Eduardo Planchart Licea

Dentro del arte venezolano contemporáneo, Luis Alberto Hernández ha creado una obra estética paradigmática, que se caracteriza por indagar en lo sagrado. En las diferentes etapas de su lenguaje plástico, han brotado períodos con ejes temáticos variados. Desde el acercamiento a la religiosidad afrocaribeña en sus inicios, eco de sus vivencias en el oriente de Venezuela, fusionada con el simbolismo alquímico; hasta que en las última dos décadas cuando nació el artista cosmopolita, conocedor íntimamente de las diversas etapas religiosas tanto de Europa como de África. Gracias a su constante peregrinar por estas geografías alejadas del trópico, en cada uno de estos períodos estéticos, no perdió su horizonte: la búsqueda por la belleza de lo presentido, de lo insondable… Su gran dilema siempre ha sido, como transmitir al espectador, en cada uno de sus cuadros y ensamblajes la experiencia más sublime de la existencia: la experiencia religiosa que nos une a la divinidad…

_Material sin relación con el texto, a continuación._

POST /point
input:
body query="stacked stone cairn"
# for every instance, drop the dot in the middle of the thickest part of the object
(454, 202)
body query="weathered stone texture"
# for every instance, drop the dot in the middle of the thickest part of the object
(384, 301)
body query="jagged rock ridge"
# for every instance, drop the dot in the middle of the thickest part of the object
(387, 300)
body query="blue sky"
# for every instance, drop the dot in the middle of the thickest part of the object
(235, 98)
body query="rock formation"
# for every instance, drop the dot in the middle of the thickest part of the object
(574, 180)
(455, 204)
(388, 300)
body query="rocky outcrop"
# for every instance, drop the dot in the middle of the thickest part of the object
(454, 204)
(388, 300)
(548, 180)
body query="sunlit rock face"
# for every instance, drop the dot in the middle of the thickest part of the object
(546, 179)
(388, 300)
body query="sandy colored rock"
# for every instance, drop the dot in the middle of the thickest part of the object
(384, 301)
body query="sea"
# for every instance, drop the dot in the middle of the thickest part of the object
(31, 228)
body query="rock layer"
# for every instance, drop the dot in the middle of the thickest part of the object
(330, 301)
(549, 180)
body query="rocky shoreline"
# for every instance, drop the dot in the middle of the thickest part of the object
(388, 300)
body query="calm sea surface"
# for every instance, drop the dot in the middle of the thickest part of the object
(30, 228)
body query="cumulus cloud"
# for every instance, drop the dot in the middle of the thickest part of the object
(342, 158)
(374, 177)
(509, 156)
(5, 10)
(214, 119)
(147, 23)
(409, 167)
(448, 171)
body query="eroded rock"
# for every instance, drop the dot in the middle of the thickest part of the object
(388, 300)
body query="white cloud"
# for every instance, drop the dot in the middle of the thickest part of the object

La fusión de la geometría como símbolo de la perfección, se equilibra con su gestualismo y caligrafías. Se mantiene así en cada obra una tensión visual entre la iconografía de la ignorancia interior y la iluminación. En la serie “Emanaciones”, cada pieza crea un clima que refleja el paso de lo profano a lo sagrado. Logrado con delicadeza y refinamiento, a través de la técnica mixta como es la pintura, el dibujo y la impresión en su anhelo de crear atmósferas que se hagan eco de una religión y una mística milenaria como la judía. Con materiales como la hoja de oro, el óleo, y objetos junto a una cromática que establece fuertes contrastes que logran materializar armonías. Ecos de la musicalidad del alma.

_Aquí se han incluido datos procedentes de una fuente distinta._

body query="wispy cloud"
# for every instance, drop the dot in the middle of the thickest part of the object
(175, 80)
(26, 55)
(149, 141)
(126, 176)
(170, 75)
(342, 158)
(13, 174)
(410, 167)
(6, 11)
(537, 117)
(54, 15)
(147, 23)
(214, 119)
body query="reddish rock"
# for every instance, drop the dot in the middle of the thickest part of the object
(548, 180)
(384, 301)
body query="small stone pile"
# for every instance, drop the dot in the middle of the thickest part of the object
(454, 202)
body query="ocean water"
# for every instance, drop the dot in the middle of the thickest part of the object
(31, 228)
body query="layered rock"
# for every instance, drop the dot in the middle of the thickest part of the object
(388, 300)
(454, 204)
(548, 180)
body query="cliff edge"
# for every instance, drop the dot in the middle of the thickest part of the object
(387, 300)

De manera paradójica el negro, el rojo, el dorado, el blanco y el azúl, propios de esta serie, no generan lucha sino un inquietante equilibrio, propio de los estados contemplativos. Al transformar el color en elemento simbólico, el dorado expresa la iluminación mística, el negro la noche del alma, el rojo la vitalidad espiritual, el blanco la pureza y el azúl la trascendencia de lo celeste. Se convierten estos colores en metáforas de los misterios de la vida.

La geometría que se esconde en líneas, curvas, círculos, triángulos, estrellas de David lleva a la cábala y a lo mandálico y establece un alejamiento de lo cotidiano. Entre grafías de la religión y este esoterismo judaico, transmite a obras como “La Palabra Divina”, 2011, la fuerza de la palabra como expresión de lo absoluto, entre esferas y medias lunas, que están presente en casi todas las obras con fondos dorados y negros cubiertos de grafías y filigranas que expresan la fragilidad del acercamiento a lo luminoso. Las esferas, como se expresa en “El Árbol del fruto de la Vida”, 2011 no solo nos acercan a la totalidad, sino también al conocimiento de los diez “sefirot”, que representan los atributos de la divinidad, en círculos unidos en una estructura ascendente, pues poseen un orden jerárquico, que se inspira en el candelabro , tal como se materializa en este cuadro.

El proceso creativo de cada cuadro es por etapas, que van acumulando intuiciones estéticas y espirituales sobre el lienzo. Entre las soledades de San José de los Altos, en el estado Miranda, donde domina el silencio y la naturaleza invade los espacios, en esta serie, la belleza materializa lo sublime, al buscar lo intuido, presintiendo que no termina de materializarse, sino tras una peregrinación interna que lleva a la percepción de lo absoluto.